Mass transport and process performance
As poor hydrodynamic conditions can affect substantially the action of the current density, monitoring species mass transfer coefficient is of high interest. In addition to mass transfer enhancement, proper hydrodynamics contribute to the overall process efficiency, through the applied shear stresses, by lowering the film layer thickness at the catalytic surface (Fıl et al. 2014), thus reducing the effect of electrode poisoning. Figure 5 shows the plot of COD removal, EESC and km in term of CD and SD. Mass transfer coefficient was found to be inversely correlated to EESC. Beyond the studied domain, it was found that around 62% COD removal can be achieved at 26.7 mA/cm² (−1) and 475 rpm (2), with only 26 KWh/kg. It is explained by enhancing the rate at which targeted contaminants collide with the electrode surface, which leads to favoring the desired reactions. However, this effect occurs up to a threshold above which no significant change is observed. At this point, the process is under current limitation and further removals require higher current values. Species concentration is another factor that is found to affect this balance. Trends where degradation efficiency is higher at early stages were reported (Ibrahim 2013; Jawad & Abbar 2019).

It can be seen that current efficiency is a function of applied current, hydrodynamic regime (as it influences the mass transfer coefficient) and the substrate concentration (with a linear dependence). Interestingly, the current efficiency is independent of the reaction mechanisms when operating under mass transport control.
As electrochemical technologies deal with low-concentration effluents, it is clear that mass transport enhancement in continuous reactors is vital to the up-scaling of this technology.
CONCLUSION
In this study, the relation between current density and stirring degree in anodic oxidation of synthetic wastewater was investigated. A full factorial plan was used to design experiments. The effects of the factors and their interactions on COD removal, EESC and mass transport were quantified and the results were analyzed using ANOVA. It was found that the stirring degree was significant and effective on all responses within the studied domain.
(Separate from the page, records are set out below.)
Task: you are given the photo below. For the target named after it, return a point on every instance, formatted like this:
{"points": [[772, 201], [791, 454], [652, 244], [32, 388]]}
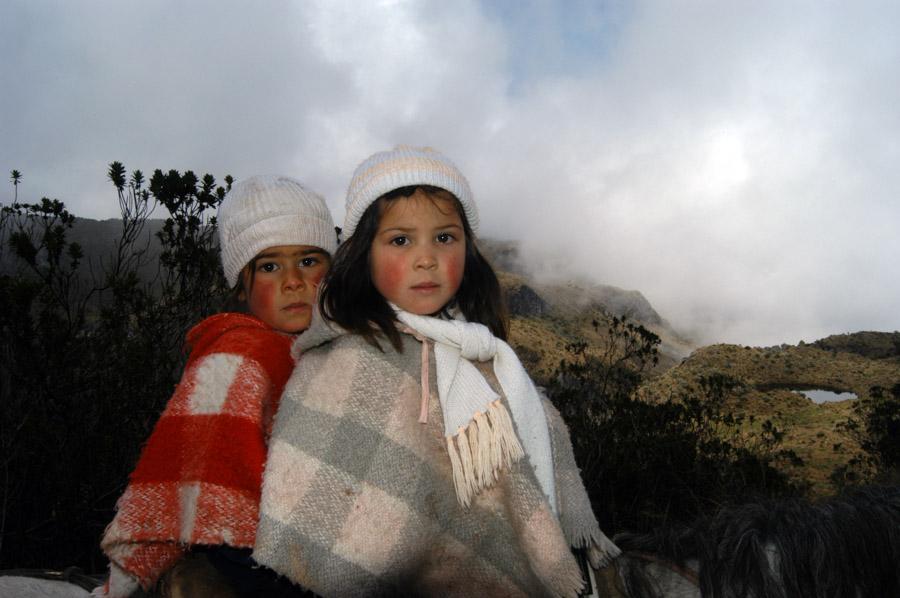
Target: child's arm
{"points": [[198, 479]]}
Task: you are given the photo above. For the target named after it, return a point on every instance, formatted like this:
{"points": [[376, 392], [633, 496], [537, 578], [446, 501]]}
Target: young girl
{"points": [[188, 516], [411, 453]]}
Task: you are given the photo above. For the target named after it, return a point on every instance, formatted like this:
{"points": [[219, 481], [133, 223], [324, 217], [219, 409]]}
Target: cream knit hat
{"points": [[405, 166], [267, 211]]}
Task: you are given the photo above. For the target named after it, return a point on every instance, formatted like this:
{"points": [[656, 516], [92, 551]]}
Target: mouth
{"points": [[295, 307]]}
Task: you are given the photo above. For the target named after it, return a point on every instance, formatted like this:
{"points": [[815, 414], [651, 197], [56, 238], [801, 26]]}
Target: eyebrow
{"points": [[302, 252], [407, 229]]}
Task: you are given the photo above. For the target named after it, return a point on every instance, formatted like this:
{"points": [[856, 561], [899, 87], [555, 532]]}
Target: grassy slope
{"points": [[766, 374], [852, 363]]}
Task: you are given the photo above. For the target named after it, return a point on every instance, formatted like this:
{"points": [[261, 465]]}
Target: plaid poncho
{"points": [[358, 496], [198, 479]]}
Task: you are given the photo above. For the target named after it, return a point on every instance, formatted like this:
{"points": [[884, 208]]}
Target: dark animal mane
{"points": [[845, 546]]}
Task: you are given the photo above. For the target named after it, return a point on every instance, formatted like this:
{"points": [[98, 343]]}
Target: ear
{"points": [[245, 281]]}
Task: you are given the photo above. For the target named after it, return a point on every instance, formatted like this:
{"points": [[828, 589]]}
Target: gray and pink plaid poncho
{"points": [[359, 500]]}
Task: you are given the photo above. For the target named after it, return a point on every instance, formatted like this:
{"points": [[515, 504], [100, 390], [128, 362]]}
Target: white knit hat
{"points": [[267, 211], [405, 166]]}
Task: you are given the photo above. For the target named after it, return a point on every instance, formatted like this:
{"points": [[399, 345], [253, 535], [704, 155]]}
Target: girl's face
{"points": [[283, 285], [418, 253]]}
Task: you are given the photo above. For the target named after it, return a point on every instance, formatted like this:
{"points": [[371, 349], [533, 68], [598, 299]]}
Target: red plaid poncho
{"points": [[199, 476]]}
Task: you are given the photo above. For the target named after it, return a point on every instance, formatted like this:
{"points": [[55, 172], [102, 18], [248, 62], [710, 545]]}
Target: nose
{"points": [[293, 279], [426, 261]]}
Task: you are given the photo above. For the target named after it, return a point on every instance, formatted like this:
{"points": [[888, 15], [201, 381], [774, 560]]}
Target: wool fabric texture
{"points": [[199, 476], [465, 395], [405, 166], [358, 495], [268, 211]]}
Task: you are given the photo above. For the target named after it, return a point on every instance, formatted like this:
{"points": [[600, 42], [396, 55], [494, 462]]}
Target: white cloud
{"points": [[736, 162]]}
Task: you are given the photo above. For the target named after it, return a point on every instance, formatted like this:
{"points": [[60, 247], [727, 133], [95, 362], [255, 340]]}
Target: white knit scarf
{"points": [[473, 414]]}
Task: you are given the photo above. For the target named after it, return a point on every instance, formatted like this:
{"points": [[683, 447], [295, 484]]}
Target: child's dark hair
{"points": [[236, 300], [349, 298]]}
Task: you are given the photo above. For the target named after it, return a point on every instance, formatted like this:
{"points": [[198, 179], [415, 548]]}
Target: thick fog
{"points": [[736, 162]]}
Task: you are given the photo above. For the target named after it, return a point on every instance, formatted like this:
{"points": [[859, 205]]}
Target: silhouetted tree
{"points": [[645, 462], [87, 362]]}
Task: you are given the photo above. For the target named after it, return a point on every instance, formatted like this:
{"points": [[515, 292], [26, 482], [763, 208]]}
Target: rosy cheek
{"points": [[316, 278], [389, 275], [262, 296], [454, 268]]}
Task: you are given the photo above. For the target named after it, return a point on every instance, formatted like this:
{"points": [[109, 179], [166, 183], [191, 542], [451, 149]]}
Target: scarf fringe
{"points": [[481, 450]]}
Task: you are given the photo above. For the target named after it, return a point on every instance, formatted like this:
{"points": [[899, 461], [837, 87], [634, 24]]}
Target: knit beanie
{"points": [[405, 166], [268, 211]]}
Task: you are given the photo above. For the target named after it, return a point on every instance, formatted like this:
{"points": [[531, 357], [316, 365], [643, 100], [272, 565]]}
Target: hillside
{"points": [[767, 378], [546, 317]]}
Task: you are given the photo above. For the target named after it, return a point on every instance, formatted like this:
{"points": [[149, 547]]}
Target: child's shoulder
{"points": [[236, 333], [345, 344]]}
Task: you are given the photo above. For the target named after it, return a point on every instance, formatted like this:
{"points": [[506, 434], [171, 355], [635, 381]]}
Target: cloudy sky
{"points": [[736, 162]]}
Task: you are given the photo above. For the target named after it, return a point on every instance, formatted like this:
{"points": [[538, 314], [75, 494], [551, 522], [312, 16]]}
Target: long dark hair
{"points": [[349, 298]]}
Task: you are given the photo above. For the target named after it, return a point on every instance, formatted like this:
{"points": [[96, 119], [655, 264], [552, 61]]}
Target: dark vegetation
{"points": [[874, 345], [89, 356], [90, 351]]}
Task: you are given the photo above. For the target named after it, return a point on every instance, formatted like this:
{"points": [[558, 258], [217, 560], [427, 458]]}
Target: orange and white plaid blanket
{"points": [[199, 476]]}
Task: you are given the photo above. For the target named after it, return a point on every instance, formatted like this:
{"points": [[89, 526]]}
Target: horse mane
{"points": [[848, 545]]}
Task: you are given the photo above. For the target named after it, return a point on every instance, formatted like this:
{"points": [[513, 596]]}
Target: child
{"points": [[411, 452], [188, 516]]}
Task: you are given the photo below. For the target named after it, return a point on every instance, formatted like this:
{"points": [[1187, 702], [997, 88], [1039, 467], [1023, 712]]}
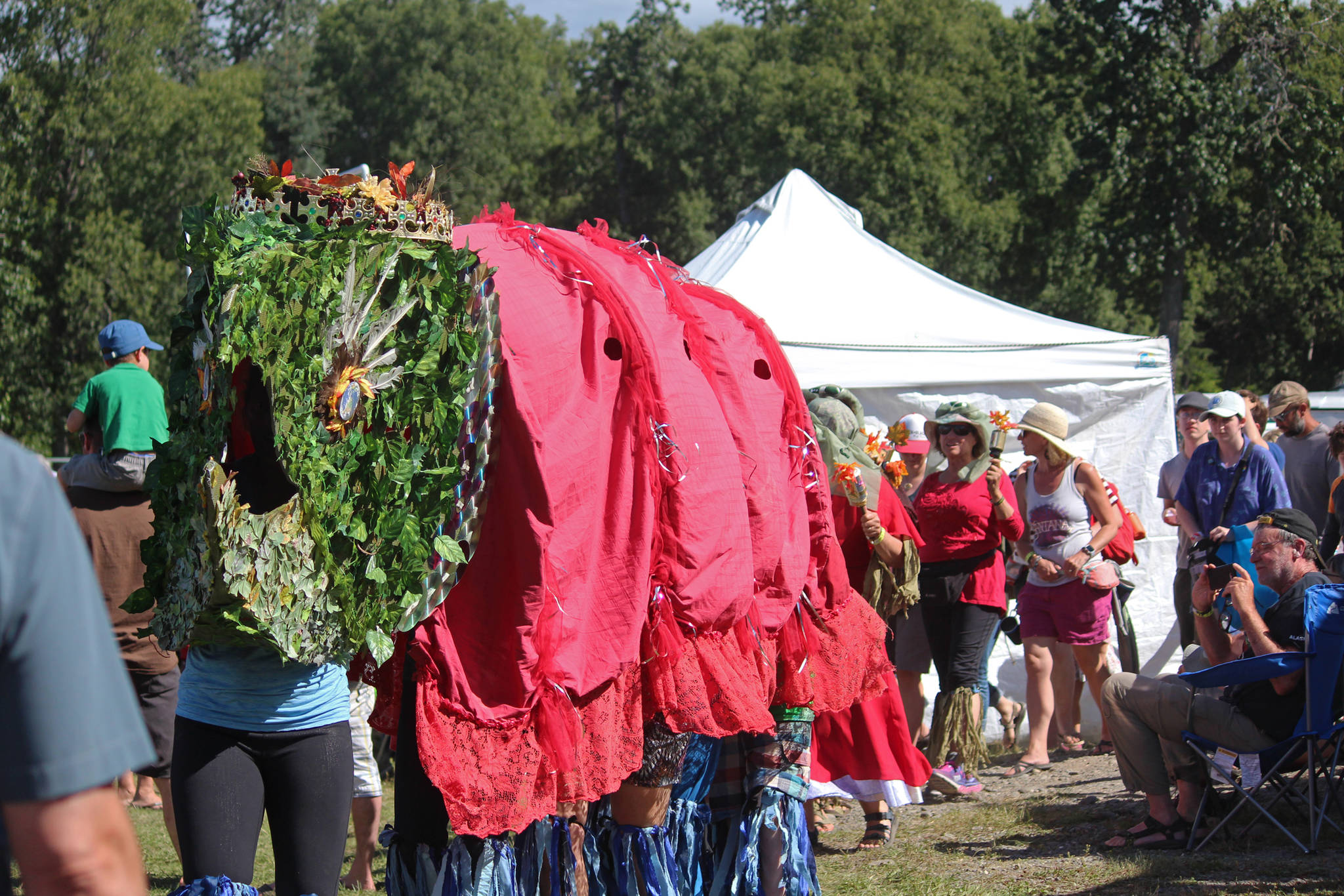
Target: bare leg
{"points": [[913, 702], [127, 788], [1062, 680], [146, 797], [1041, 697], [170, 816], [366, 813], [648, 807], [1092, 660]]}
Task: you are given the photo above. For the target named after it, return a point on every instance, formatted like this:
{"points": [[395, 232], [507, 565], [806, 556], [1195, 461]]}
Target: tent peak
{"points": [[799, 183]]}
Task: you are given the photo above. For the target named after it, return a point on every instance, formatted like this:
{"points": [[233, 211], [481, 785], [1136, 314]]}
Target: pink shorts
{"points": [[1072, 613]]}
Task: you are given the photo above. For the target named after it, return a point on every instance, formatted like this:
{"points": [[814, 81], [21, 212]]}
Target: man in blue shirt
{"points": [[72, 720], [1225, 461]]}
A 55 rpm variation in stirring degree was found to affect COD removal and EESC by a gain of 6% and 8.5 KWh/kg, respectively. The highest COD removal and minimum energy consumption obtained by the presented model, computed through the desirability function, were 53.85% and 37.28 KWh/kg at 420 rpm and 26.7 mA/cm².
Beyond reporting trends, the balance between charge rate and mass transport rate was emphasized, as it offers precious insights on how to align cell design and regulation with proper feeds. Reporting similar data in future studies will conveniently reflect the system limitations and, eventually, allow concrete adjustments towards large applications. Finally, the necessity of considering new comparative concepts was discussed.
DATA AVAILABILITY STATEMENT
All relevant data are included in the paper or its Supplementary Information.